The bottom fell out of the markets fell after the Fed announced it would lower the federal funds target rate by 25 basis points to 4.25% as expected. The Dow Jones Industrial Average dropped 294.3 points (-2.1%), Standard & Poor's 500 index fell 38.3 points (-2.5%), and the Nasdaq decreased 66.6 points (-2.5%). Volume on the NYSE came in at 1.54 billion shares, and decliners trounced advancers by a ratio of about 5:1.
Though the 25 basis point cut was expected, some were disappointed the Fed was not more aggressive (full story). Most of the Fed's statement talked about tempered economic growth, referencing the housing correction, shaky financial markets, and inconsistencies in consumer and business spending, and left the door open to more rate cuts in the future. After the announcement, the U.S. 10-year Treasury rallied 1-18/32 in price, pushing yields down to 3.97%.

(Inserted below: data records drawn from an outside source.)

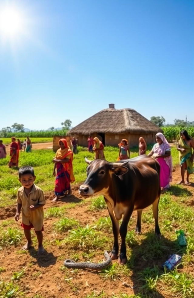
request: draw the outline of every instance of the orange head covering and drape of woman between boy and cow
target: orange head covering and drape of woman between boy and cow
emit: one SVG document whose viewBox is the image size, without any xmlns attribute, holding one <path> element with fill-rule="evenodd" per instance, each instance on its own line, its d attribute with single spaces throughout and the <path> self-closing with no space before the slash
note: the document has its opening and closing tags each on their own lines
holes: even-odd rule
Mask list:
<svg viewBox="0 0 194 298">
<path fill-rule="evenodd" d="M 63 142 L 65 148 L 64 149 L 59 148 L 57 150 L 56 155 L 55 155 L 55 159 L 65 159 L 65 157 L 67 157 L 67 156 L 69 157 L 69 162 L 63 163 L 62 165 L 70 175 L 70 182 L 74 182 L 75 177 L 74 177 L 74 174 L 73 174 L 73 166 L 72 166 L 73 152 L 69 148 L 66 139 L 60 139 L 59 142 Z"/>
</svg>

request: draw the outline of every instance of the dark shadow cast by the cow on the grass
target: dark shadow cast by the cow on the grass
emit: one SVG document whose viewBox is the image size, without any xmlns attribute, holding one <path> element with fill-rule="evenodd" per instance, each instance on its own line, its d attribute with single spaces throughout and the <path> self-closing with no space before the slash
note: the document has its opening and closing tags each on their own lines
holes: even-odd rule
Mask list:
<svg viewBox="0 0 194 298">
<path fill-rule="evenodd" d="M 132 270 L 134 294 L 138 294 L 141 298 L 166 298 L 166 295 L 163 296 L 152 287 L 154 284 L 152 279 L 157 281 L 164 274 L 162 264 L 170 255 L 176 253 L 182 256 L 186 252 L 186 247 L 180 247 L 177 240 L 171 241 L 163 236 L 159 239 L 154 233 L 149 232 L 145 235 L 147 237 L 140 245 L 130 248 L 131 257 L 126 264 Z"/>
</svg>

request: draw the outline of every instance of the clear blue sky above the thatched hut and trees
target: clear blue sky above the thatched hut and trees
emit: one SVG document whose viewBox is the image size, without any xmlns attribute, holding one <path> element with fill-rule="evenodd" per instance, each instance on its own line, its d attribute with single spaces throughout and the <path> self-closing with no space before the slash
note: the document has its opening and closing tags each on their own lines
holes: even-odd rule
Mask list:
<svg viewBox="0 0 194 298">
<path fill-rule="evenodd" d="M 0 39 L 0 129 L 75 126 L 109 103 L 194 121 L 194 1 L 5 3 L 26 23 Z"/>
</svg>

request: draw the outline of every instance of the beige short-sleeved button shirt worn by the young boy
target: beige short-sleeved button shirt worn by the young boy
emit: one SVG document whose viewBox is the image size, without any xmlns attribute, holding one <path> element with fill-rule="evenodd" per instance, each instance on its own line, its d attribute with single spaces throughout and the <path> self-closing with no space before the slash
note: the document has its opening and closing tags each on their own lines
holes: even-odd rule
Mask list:
<svg viewBox="0 0 194 298">
<path fill-rule="evenodd" d="M 16 203 L 22 204 L 22 223 L 27 226 L 33 224 L 35 231 L 41 231 L 43 226 L 43 207 L 30 211 L 31 205 L 45 205 L 45 198 L 42 189 L 33 184 L 31 192 L 28 196 L 25 194 L 24 187 L 20 187 L 17 193 Z"/>
</svg>

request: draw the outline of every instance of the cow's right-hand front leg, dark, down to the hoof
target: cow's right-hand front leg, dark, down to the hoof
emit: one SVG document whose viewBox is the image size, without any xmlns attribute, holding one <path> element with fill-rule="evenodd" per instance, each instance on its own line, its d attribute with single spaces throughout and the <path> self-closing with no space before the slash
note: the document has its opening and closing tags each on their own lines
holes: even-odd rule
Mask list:
<svg viewBox="0 0 194 298">
<path fill-rule="evenodd" d="M 127 235 L 127 226 L 128 226 L 129 219 L 131 217 L 132 212 L 133 212 L 133 206 L 130 207 L 129 210 L 125 211 L 123 220 L 122 220 L 122 224 L 121 224 L 120 230 L 119 230 L 119 233 L 121 236 L 121 251 L 120 251 L 120 255 L 119 255 L 119 263 L 121 265 L 124 265 L 127 263 L 125 239 L 126 239 L 126 235 Z"/>
</svg>

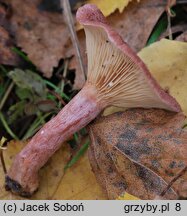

Not only did every sector finish in the red, all but three finished more than 2% down. Crude gained $2.16 to $90.02/barrel. Before the open, Washington Mutual (WM, - 12.4%) announced it was cutting its dividend and selling preferred stock (full story). Later, GE (GE, -1.0%) reaffirmed its guidance for this year, but forecasted earnings for 2008 that fell short of expectations. Freddie Mac (FRE, -10.6%) was down after its CEO said it could lose another $5.5-$7.5 billion in the next couple years if the housing and credit markets stay weak. H&R Block (HRB, -3.3%) missed analyst estimates for the most recent quarter and said its yearly results would probably come in on the lower side of targets. AT&T (T, +4.1%) announced an increase in its dividend and a new 400 million share buyback plan (full story).
International Trade (8:30 AM), Import and Export Prices (8:30 AM), Quarterly Services Survey (10:00 AM), and the EIA Energy Petroleum Report (10:30 AM) are all due out Wednesday. Traders will be looking ahead to the PPI and CPI later this week.